The original version of Whitney, My Love which was published in 1985, contains two violent scenes - 1) a scene where the hero beats the heroine with a riding crop, and 2) rapes her. The new version, has a reworking of these sequences for a modern audience. In the original version published in 1985 - the hero, Clayton, rapes Whitney in a bit of a rage, after he is told a bit of malicious gossip regarding her. The new version changes this a bit, by having the hero merely attempt to rape Whitney.

Here's what a one reviewer states regarding both in an article entitled Romance and Rape Culture - a Modern Reader Reads Whitney My Love


In some ways, the Diet version of this novel is even worse, for the rape scene was rewritten to be consensual by having Whitney offer her virginity to Clayton to make up for her behaviour that “drove” him to kidnap, assault, and humiliate her in the first place. Her unpardonable crime was to embarrass him—and apparently the proper punishment for that is rape.

Whitney endures Clayton’s stalking her, restraining her, repeatedly sexually assaulting her, and finally (almost) raping her—and she forgives him forty pages later because her love for him is just too strong. Ultimately, this is filthiest worm at the centre of this rotten apple of a novel: the idea that Clayton’s possessive, violent, wrathful, misogynist, distrustful behaviour is just a sign of how powerful his love is, and his actions are simply misguided expressions of that romantic love—which is darkly funny to me, because Clayton’s more “passionate” expressions of love are now seen as textbook examples of abusive behaviour.

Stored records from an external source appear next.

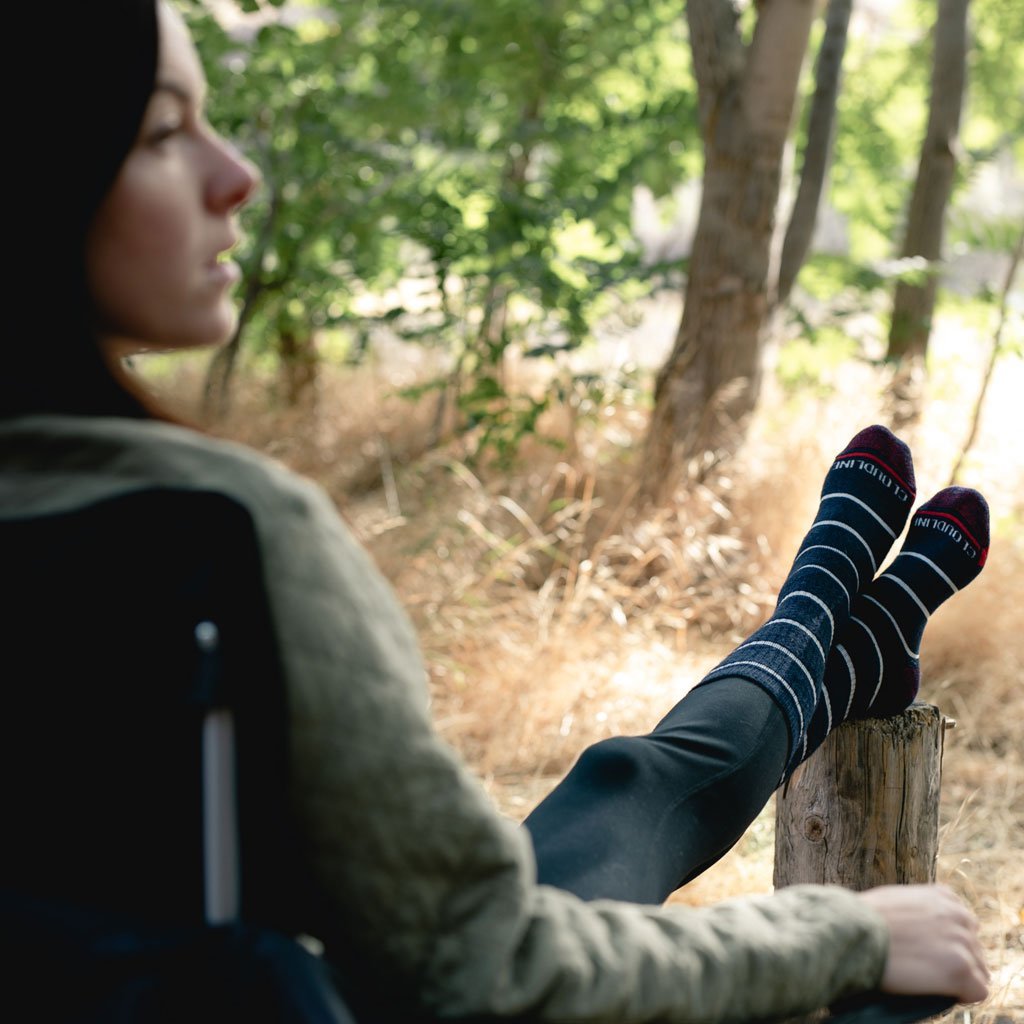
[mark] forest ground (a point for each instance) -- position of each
(552, 613)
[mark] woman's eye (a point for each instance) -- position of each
(165, 131)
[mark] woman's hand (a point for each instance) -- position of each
(933, 944)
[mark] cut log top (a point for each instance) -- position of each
(863, 811)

Now contrast this with another review of the same book:


When you look up " hoyden" in the dictionary, you almost expect to see Whitney's picture. She's spunky, impulsive, and mouthy. She's rude and immature, especially at the beginning of the book. However, McNaught explores Whitney's character with all its ramifications. Lots of heroines are spunky, but their personality is only taken so far. McNaught takes Whitney all the way, and then some. The riding crop scene is a perfect example. Though it is changed in the second edition, it starts out the same way: Whitney throws a riding crop, intending to hit Clayton. Instead she hits and injures a horse who happens to display very aggressive behavior when he even looks at a riding crop. There are no two ways about it - it's a stupid thing to do, and Whitney realizes it immediately. Whitney goes on to do many other stupid things, but she repeats the pattern of learning from her mistakes. By the end of the book she is less of a girl, and more of a grown-up.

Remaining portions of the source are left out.